Nic Meiring
Nic Meiring

Reputation: 882

rendering jade files in expressjs

I have a basic expressjs app (using jade), but I am having trouble rendering basic Jade files. When I get a request, i parse the url for the pathname and use the handle object to route the request as follows:

index.js

var requestHandlers = require('./requestHandlers');

var handle = {};
handle['/'] = requestHandlers.start;
handle['/download'] = requestHandlers.download

requestHandlers.js

   function start(res) {
        console.log("request handler for start called");
        res.render('home', {title: 'express'});
    }

    function download(res) {
        res.render('download', {title: 'download'})
        res.end();
    }

    exports.start = start;
    exports.download = download;

home.jade

h1= title
p Welcome to #{title}

I am using Jade as my templating engine, and have configured the server in a seperate server.js file. When i request either of the pages, the title displays correctly on my browser tab, but the page doesn't display, it just keeps loading. Weirdly, when I cancel the request the page displays. It's as if everything works but nothing tells the process to end?

I am relatively new to node so excuse my naiveté on any of the above. Let me know if there are any questions I can clear up.

Upvotes: 1

Views: 6246

Answers (1)

Ankit Aggarwal
Ankit Aggarwal

Reputation: 1546

I'm not 100% positive why your code isn't killing the TCP connection as needed to prevent your browser from timing out, but I can provide a solution that is friendly towards Express conventions that should solve your issues and maintain code readability, maintainability, and separation.

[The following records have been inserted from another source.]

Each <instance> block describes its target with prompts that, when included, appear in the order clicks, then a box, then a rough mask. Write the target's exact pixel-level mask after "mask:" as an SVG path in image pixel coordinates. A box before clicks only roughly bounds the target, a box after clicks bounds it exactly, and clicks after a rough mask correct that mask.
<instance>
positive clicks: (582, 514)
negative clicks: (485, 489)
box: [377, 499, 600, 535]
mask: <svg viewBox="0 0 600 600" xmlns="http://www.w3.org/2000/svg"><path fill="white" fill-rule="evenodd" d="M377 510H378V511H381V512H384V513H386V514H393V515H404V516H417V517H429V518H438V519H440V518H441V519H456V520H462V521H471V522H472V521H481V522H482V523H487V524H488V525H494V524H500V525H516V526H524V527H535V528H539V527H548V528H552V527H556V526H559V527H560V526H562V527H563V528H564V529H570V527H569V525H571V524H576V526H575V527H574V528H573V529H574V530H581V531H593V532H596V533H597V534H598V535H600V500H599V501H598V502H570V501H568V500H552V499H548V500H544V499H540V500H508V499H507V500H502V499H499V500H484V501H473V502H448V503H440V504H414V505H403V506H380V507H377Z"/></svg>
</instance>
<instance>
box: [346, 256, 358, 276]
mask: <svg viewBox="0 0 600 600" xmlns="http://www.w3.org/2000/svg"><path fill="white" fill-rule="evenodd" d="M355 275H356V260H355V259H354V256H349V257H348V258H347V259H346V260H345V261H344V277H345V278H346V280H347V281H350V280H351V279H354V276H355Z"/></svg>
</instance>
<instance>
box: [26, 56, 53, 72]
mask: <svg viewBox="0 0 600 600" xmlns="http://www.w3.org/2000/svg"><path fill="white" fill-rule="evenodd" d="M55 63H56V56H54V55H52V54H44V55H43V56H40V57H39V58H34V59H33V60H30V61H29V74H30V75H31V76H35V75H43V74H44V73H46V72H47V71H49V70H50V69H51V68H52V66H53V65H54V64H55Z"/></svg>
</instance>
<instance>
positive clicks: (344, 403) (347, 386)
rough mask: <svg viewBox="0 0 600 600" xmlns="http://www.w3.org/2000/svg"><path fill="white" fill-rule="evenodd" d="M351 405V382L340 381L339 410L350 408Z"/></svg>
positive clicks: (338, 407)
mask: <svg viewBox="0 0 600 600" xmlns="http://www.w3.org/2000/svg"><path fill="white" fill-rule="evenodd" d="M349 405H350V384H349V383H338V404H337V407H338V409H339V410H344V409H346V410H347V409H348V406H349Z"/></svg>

./app.js (your main server script)

var express = require('express'),
    app = express.createServer(),
    routes = require('./routes');

app.configure(function () {

    // Render .jade files found in the ./views folder
    // I believe you are already doing this
    app.set('views', __dirname + '/views');
    app.set('view engine', 'jade');

    // Use the built-in Express router
    // This kills the "handle" method you had implemented
    app.use(app.router);

    // Client-side assets will be served from a separate ./public folder
    //     i.e. http://yourhost.com/js/main.js will link to ./public/js/main.js
    app.use(express.static(__dirname + '/public'));

});

// Initialize routes
routes.init(app);

./routes/index.js

exports.init = function (app) {

    app.get('/', function (req, res) {
        console.log("request handler for start called");

        // Render __dirname/views/home.jade
        res.render('home', {title: 'express'});
    });

    app.get('/download', function (req, res) {
        // Render __dirname/views/download.jade
        res.render('download', {title: 'download'})
    });

});

The above prevents you from needing to parse the URL parameters by yourself. Also you can define more readable and powerful request handlers (i.e. app.post for POST methods). You are now enabled to more easily tie in things like the Express-Resource module if you decide to build a REST API.

If you need more powerful mappings you can use regular expressions in the first parameter of app.[get/post/put/del] to filter for specific paths instead.